When Winston was diagnosed with hemangiosarcoma, dog owners from all over the world gifted their companions a Winston mammoth in support. Friends who welcome new pups into their lives or transport rescue dogs make sure a new mammoth toy awaited them. The mammoth emoji is the top used one in my chats. His name became synomous with the creature.

But as the cancer and chemo became harder, he mostly enjoyed a good hard nap with his mammoth as a head rest. When he wasn’t feeling great and didn’t want to get up for a vet appointment, the vets would offer to bring his mammoth along. It is what got him up and out of the car. His mammoth went in to every vet appointment. The vets would call with an update during his chemo sessions, and always say, “He’s doing well – just snoozling with his mammoth.”

It’s a stuffed animal, sure, but it also was his friend. A lifelong one.
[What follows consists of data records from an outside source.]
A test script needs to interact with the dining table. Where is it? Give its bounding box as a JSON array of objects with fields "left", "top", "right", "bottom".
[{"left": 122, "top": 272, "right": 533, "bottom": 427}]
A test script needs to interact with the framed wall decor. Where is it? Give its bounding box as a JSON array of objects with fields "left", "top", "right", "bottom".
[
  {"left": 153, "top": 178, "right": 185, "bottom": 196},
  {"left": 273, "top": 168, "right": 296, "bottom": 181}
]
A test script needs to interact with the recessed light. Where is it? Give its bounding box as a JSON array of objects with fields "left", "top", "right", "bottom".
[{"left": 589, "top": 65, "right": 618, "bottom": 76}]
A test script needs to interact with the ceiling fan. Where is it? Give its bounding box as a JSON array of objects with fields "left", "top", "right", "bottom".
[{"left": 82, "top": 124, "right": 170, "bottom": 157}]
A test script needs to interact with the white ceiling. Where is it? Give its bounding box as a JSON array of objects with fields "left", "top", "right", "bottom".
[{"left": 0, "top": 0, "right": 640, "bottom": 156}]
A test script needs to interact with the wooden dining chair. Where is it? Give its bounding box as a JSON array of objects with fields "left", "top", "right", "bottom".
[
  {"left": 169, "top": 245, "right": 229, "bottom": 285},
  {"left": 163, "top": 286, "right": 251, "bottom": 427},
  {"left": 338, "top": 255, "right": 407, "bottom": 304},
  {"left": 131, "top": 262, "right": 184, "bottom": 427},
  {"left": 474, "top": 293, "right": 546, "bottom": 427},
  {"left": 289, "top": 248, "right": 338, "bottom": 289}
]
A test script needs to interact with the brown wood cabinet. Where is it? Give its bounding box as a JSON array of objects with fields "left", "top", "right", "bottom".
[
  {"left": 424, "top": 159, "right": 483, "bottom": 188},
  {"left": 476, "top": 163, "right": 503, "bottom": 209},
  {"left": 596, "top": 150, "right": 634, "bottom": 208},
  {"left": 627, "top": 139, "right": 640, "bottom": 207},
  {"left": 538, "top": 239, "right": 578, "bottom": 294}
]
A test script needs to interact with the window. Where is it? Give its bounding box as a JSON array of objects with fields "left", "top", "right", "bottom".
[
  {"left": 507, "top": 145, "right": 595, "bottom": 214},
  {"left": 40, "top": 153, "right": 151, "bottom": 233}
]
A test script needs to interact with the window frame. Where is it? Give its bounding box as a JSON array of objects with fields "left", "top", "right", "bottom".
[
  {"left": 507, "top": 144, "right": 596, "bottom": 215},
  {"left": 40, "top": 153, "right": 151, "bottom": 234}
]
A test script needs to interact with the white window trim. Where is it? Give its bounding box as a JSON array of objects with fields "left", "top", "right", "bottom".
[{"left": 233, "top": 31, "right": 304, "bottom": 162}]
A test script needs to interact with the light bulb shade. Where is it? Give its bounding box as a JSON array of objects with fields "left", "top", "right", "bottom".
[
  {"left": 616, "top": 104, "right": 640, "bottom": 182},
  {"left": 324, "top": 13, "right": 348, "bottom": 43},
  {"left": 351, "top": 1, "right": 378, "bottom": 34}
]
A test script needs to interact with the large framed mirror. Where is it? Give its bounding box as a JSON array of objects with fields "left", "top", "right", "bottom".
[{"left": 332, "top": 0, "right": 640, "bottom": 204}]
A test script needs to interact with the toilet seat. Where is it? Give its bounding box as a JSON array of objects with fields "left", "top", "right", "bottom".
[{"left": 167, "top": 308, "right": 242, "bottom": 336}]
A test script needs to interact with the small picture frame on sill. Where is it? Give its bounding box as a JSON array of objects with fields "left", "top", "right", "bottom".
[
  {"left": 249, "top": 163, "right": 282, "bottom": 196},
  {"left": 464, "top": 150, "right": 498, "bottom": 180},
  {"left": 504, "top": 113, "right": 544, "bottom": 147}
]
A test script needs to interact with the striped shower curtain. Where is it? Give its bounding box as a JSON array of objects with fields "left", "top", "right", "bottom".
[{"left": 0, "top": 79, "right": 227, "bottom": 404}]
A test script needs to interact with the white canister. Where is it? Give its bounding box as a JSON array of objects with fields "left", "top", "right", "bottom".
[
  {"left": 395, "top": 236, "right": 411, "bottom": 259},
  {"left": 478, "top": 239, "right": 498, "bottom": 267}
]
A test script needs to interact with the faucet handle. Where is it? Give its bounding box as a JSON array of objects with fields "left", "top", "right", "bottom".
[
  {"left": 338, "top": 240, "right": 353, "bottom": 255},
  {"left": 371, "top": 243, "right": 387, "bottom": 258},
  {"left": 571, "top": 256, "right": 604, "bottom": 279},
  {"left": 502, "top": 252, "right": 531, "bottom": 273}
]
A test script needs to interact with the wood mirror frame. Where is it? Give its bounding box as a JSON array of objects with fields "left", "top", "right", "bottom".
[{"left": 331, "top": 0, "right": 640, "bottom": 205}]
It held his head before, during, and after each chemo, blood-draw, X-ray, surgery, and lastly, his euthanasia. And I held onto it tight every night as I sobbed myself to sleep after we had to say goodbye to him.

The week after his death a dear coworker gifted me a mammoth charm bracelet which I wear daily now. Winston’s “kicking cancer’s butt” bandana our vet team gave us is now worn by one of his mammoths in his favorite room. Our first Christmas without him, I carried the toy into the photo session for our family photos with it. I couldn’t see us not including him somehow.

Six months after Winston passed, my husband and I found ourselves crying in the car on the way to the grocery store talking about Winston’s death. We wiped our eyes and swallowed the grief down where no one could see so we could browse the aisles for the week’s groceries. And there it was, leaning out of a pop up display – a mammoth toy. Thanks for saying hello, Winnie. We miss you every day.